After Liége, every man in our detachment had answered to the roll-call. On leaving Namur, we thought sorrowfully of those of our comrades who were sleeping for ever at the border of the Grandes-Salles Wood, or who were dying, in pain, in hospital beds.
"Courage! though," I said to myself, "we must keep our hearts up. We must throw a veil over the past and look ahead. At any rate, I must save the brave men under my care."
The information I had with regard to the enemy was very vague. The Germans were said to be stopped at the Sambre, on one side, and repulsed in the Dinant neighbourhood, some distance from the Meuse, on the other. The truth, as we were soon to see, was quite different. At Bois-de-Villers, where I arrived towards nine o'clock, I noted that there was intense firing in the direction of Sart-St. Laurent. There was no doubt possible. The Germans had forced the passages of the Sambre.
I made a hasty reconnaissance in the direction of the valley of the Meuse. The inhabitants told me that the French had placed outposts as far as Profondeville, but that they had taken them away the evening before, and that enemy patrols were moving about on the right bank.
It was, therefore, impossible to start with my column along the road from Profondeville to Dinant. This road, which skirts the river, is commanded, only a short distance away, by the heights of the right bank.
There was only one thing to be done, and that was to return to Namur for instructions.
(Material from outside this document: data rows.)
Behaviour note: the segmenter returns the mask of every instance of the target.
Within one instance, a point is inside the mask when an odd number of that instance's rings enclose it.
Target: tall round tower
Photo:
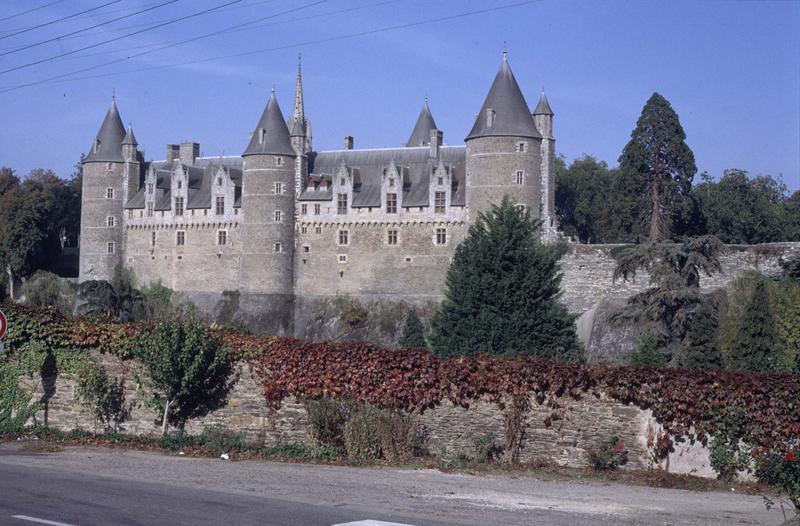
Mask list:
[[[540,217],[542,134],[503,53],[467,143],[469,221],[508,195]]]
[[[274,90],[242,157],[243,307],[259,313],[265,332],[288,333],[294,299],[296,153]]]
[[[110,280],[124,256],[125,128],[113,97],[82,163],[80,281]]]

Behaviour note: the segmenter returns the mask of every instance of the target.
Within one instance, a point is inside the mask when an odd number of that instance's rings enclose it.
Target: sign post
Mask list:
[[[3,338],[6,337],[6,330],[8,329],[8,318],[6,313],[0,310],[0,355],[6,352],[3,346]]]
At one o'clock in the afternoon, I was back again as far as the St. Héribert Fort. The Commander informed me that he no longer had telephonic communication with the Governor of the position. He could only give me all the information he had from private sources. The Germans had crossed the Sambre in great masses and were being held, at the present moment, between Fosse and St. Gérard, by a French army. The Meuse also had been forced by the enemy at Dinant.
The situation was, therefore, most critical for the Namur garrison. It would probably be completely encircled and it only had one road left for retreat towards France.